Sounds promising. A simple idea that uses the existing infrastructure, plus sequesters some carbon dioxide. And I'm glad they're thinking of it in terms of backup energy storage - that can be implemented much more rapidly and will give the technology some room to mature.

If this has decent efficiency, it could become the most popular source of vehicle fuel. It is easy to convert existing engines, and they last longer, too. Bob Stuart

BobStuart, hydrogen has a round trip efficiency of 30-50%; since this system makes hydrogen it's not going to be more efficient than this. Probably it's going to be much less efficient given that only 1/2600 air molecules is CO2 and it's going to cost you a lot of energy pulling them out of the air.

Nissan, in a Tokyo demonstration recently, deployed exchangeable batteries for the electric Taxi fleet used there, city-wide. Freshly charged batteries were exchanged in moments to waiting taxi-cabs! Using electric car batteries as ballast may also mitigate the problem of intermittent and over-production of Solar, Wind, Tidal, Wave, systems of renewable or perpetual, if you prefer, power. Nuclear rector's necessarily steady output, unused at night time, when demand is low, can also be absorbed by charging automotive batteries, thus resolving the over-production problem nicely. America must convert from its foreign liquid energy economy to a domestic electric economy to balance the books and return to former prosperity. The sooner this convulsive paradigm shift occurs, the better for the average American citizen and the environment. Nuclear /Electric powered , electric bullet train networks are a reality in China and Europe as they make efforts to avoid the inevitable “Oil Price Crunch”. Only America stubbornly depends on oil alone. Why?

Soylent is right, this would be VERY EXPENSIVE natural gas. With Wind Energy running 12-15 cents per kwh. Solar at 30-50 cents per kwh. Add the capital cost of the plant & storage. Probably adding another 1-3 cents per kwh. And 30-50% conversion efficiency. If using the NG to produce electricity, round trip conversion efficiency would be more like 15-30% efficiency. So using "green" Wind Energy you will have an energy cost of around 37 cents per thermal kwh using Wind and $1.04 per thermal kwh using Solar. With current NG price of 1.4 cents per thermal kwh. That's 26 to 75X higher cost. Economically unsustainable.

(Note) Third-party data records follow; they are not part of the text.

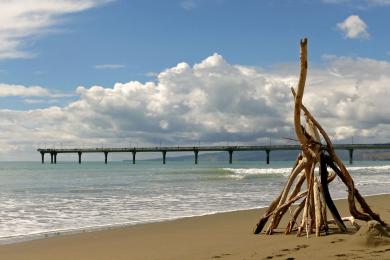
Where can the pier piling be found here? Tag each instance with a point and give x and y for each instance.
(350, 156)
(43, 157)
(196, 156)
(164, 156)
(267, 153)
(79, 153)
(134, 157)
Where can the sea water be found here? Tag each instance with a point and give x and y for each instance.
(39, 200)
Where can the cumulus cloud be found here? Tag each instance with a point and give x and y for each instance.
(9, 90)
(22, 19)
(212, 101)
(359, 3)
(353, 28)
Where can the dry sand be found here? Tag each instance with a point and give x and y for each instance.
(219, 236)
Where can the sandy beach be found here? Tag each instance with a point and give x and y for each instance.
(218, 236)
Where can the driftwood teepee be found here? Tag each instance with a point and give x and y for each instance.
(316, 198)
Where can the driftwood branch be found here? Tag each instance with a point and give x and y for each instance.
(316, 198)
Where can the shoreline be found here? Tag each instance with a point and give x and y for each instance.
(220, 235)
(68, 232)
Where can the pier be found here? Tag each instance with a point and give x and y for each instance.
(196, 149)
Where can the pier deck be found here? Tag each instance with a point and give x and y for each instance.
(196, 149)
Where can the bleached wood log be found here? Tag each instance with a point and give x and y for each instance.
(317, 205)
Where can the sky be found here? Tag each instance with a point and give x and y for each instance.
(95, 73)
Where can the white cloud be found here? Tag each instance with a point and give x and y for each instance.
(7, 90)
(359, 3)
(23, 19)
(10, 90)
(109, 66)
(353, 27)
(212, 101)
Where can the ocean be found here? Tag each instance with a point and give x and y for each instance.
(46, 200)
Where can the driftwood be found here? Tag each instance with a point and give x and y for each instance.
(316, 198)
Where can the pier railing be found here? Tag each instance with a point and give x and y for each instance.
(196, 149)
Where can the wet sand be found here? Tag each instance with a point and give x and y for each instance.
(219, 236)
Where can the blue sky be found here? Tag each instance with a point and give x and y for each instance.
(65, 44)
(150, 36)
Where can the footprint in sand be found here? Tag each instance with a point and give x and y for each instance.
(220, 256)
(337, 240)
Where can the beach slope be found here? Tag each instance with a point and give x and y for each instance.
(219, 236)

This kind of stupidity is being promoted, while at the same time Western governments are on an IDIOTIC BINGE of replacing Coal power generation(and believe it or not - Nuclear - see Vermont Yankee) with NG. Conserve the NG for these Energy Storage applications at a few percent of the cost, and use clean, green Nuclear to generate baseload power and heat. And convert the NG into liquid fuels, like Methanol for 3.2 cents per liter, and use that to replace rapidly dwindling Oil. It is a criminal act to waste NG for baseload power generation.

Use excess energy to compress the abundantly avilable air. Store it in reservoirs used for storing natural gas. Run turbines at night using this comopressed air. Energy loss in the whole cycle is less than 15 %. Germany already has a plant using this principle with a capacity of of 120 MW.